Report by Everson Mushava
According to the court papers filed at the High Court on Friday by the villagers’ lawyer Norman Mugiya, Machaya wants to evict the 19 families who were legally resettled by government under Section 6 of the Rural Land Act in 1983 and dump them at his farm in Shurugwi.
The villagers claim they have been told they would not be compensated for their structures and Machaya had ordered them to sell their livestock to enable them build temporary shelter on a farm he was offered by government.
Machaya allegedly connived with the lands officer for Midlands, only identified in court papers as Mutemereri, Midlands provincial and Zvishavane district administrators and Chief Masunda. In April, they slashed the residents’ crops to force them out of the farm.
On Thursday last week, Machaya and his team reportedly besieged the farm “in a convoy of vehicles and hired thugs and force-marched the applicants to an assembly point where they threatened to burn their homes” if they refused to leave the farm.
Machaya allegedly deployed a militia group to force the villagers to vacate the farm and ordered them to sell cattle, donkeys, sheep and goats for them to raise money to construct temporary structures.
“The first respondent (Machaya) started harassing applicants and demanding that they sell their beasts for $200 per beast, $20 per goat and sheep, and $30 for each donkey,” claimed David Manzungu, chairman of the resettlement scheme, in his founding affidavit.

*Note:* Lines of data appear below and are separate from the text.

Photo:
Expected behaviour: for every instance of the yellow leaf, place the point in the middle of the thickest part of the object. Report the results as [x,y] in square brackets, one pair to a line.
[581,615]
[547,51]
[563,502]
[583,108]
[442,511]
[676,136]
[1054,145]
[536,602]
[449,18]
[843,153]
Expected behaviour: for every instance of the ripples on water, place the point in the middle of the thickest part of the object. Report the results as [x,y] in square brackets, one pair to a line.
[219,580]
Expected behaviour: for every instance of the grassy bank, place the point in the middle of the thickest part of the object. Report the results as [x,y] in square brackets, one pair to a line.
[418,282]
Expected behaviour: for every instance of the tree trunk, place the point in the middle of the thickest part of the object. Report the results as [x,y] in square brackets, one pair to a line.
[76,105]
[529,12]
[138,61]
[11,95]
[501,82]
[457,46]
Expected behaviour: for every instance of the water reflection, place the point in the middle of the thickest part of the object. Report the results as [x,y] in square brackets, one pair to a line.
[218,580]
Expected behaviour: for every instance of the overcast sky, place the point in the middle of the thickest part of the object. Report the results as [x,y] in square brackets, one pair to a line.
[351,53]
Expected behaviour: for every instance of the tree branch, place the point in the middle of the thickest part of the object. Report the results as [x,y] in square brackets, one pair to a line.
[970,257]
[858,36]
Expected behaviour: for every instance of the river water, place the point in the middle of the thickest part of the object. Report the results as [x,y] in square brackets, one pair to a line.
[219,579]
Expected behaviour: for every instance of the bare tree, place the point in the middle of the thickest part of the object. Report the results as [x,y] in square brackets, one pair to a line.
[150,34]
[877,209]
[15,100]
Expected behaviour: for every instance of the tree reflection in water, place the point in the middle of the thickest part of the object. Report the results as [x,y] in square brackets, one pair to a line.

“The militia took a book to record all those who would refuse so that come Sunday (yesterday) their homes would be destroyed.
“I can confirm that the bulldozers and earthmoving machines are on site right now to demolish our homes on Sunday whether or not we are still there.”
This is despite a court challenge against Machaya’s decision filed at the High Court in April.
Machaya, who is reported to have sold some stands without the knowledge of the villagers, had allegedly disregarded the court process, saying he was not bound by the courts.
“The first respondent (Machaya) actually boasted that Zimbabwe was not like South Africa where the courts control the people saying in Zimbabwe, it is the people who control the courts and he threw away our lawyers’ papers,” Manzungu said.
Lands minister Herbert Murerwa is cited as the sixth respondent.